Das beste Smartphone bis 200 Euro

Hier gibt es nur einen Kandidaten, das Sony Xperia Sola für die Android-Fraktion. Das Sony kostet knapp unter 200 Euro und bietet GSM und UMTS-Quadband, einen Dualcore-Prozessor, einen Speicherkartenslot und auch NFC.

Das beste Smartphone bis 250 Euro

Hier gibt es wieder zwei Kandidaten: Einmal das LG Optimus True HD P936 für die Android-Fraktion und einmal das Nokia Lumia 620 für die Windows Phone Fraktion. Das LG hat ein 4,5 Zoll IPS-Display mit einer hohen Auflösung von 1280×720 Pixeln, einen Dual-Core-Prozessor, 1024 MB Ram, und neben GSM und UMTS verfügt es auch über LTE. Ausgeliefert wird es mit Android 2.3, ein Update auf Version 4.0.4 ist möglich. Das LG kostet rund 240 Euro mit Versand. Das Nokia ist ähnlich ausgestattet, bietet GSM und UMTS Quadband, Windows Phone 8 und ist für unter 250 Euro bei verschiedenen Shops erhältlich.

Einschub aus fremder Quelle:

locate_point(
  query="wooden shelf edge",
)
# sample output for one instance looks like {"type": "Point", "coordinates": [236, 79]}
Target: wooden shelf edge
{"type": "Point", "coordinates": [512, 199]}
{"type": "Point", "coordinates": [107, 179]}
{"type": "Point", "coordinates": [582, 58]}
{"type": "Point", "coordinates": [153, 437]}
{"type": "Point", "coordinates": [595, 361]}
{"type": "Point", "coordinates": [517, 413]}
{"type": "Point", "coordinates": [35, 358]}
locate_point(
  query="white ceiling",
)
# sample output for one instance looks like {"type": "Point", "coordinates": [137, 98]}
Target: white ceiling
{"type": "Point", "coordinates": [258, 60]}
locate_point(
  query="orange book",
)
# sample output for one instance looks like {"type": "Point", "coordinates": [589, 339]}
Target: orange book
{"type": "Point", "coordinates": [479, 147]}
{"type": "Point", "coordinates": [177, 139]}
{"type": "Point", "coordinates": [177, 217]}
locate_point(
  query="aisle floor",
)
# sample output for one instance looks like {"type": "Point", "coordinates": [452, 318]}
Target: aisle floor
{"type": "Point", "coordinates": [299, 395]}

Das beste Smartphone bis 300 Euro

Hier gibt es nur ein Android-Phone das wirklich attraktiv ist, dafür aber sehr. Das Huawei Ascend G615 bietet fast alles, was das Herz begehrt. Ein Quadcore Prozessor, GSM Quadband und UMTS Pentaband, ein hochauflösendes 4,5 Zoll IPS-Display (1280×720 Pixel), zwei Kameras und vieles mehr. Wer auf LTE und NFC verzichten kann, findet hier ein gutes Smartphone! Für etwa 300 Euro kann man es bei Cyberport oder Amazon bestellen.

Das beste Smartphone bis 400 Euro

Es kann hier nur eins geben – das Samsung Galaxy S3 mit Android 4.1. Es lässt keine Wünsche offen und kommt sogar inklusive einem Speicherkartenslot, der bei vielen Oberklasse-Smartphones fehlt. Das Galaxy S3 ist für 399 Euro bei Base erhältlich, bis Ende März gibt es von Samsung kostenlos eine 32 GB Speicherkarte dazu.

Das beste Smartphone bis 500 Euro

Wem das Galaxy S3 gefällt, aber unbedingt noch LTE benötigt, kann dies für einen Aufpreis von 60 Euro bei Cyberport oder Notebooksbilliger bekommen.

Das beste Smartphone für mehr als 500 Euro

Keins. Das Samsung Galaxy S3 bietet deutlich mehr als das Apple iPhone 5 und ist deutlich günstiger. Da stehen knapp 400 Euro gegen 650 Euro. Mehr als 50% Aufpreis ist das iPhone niemals wert.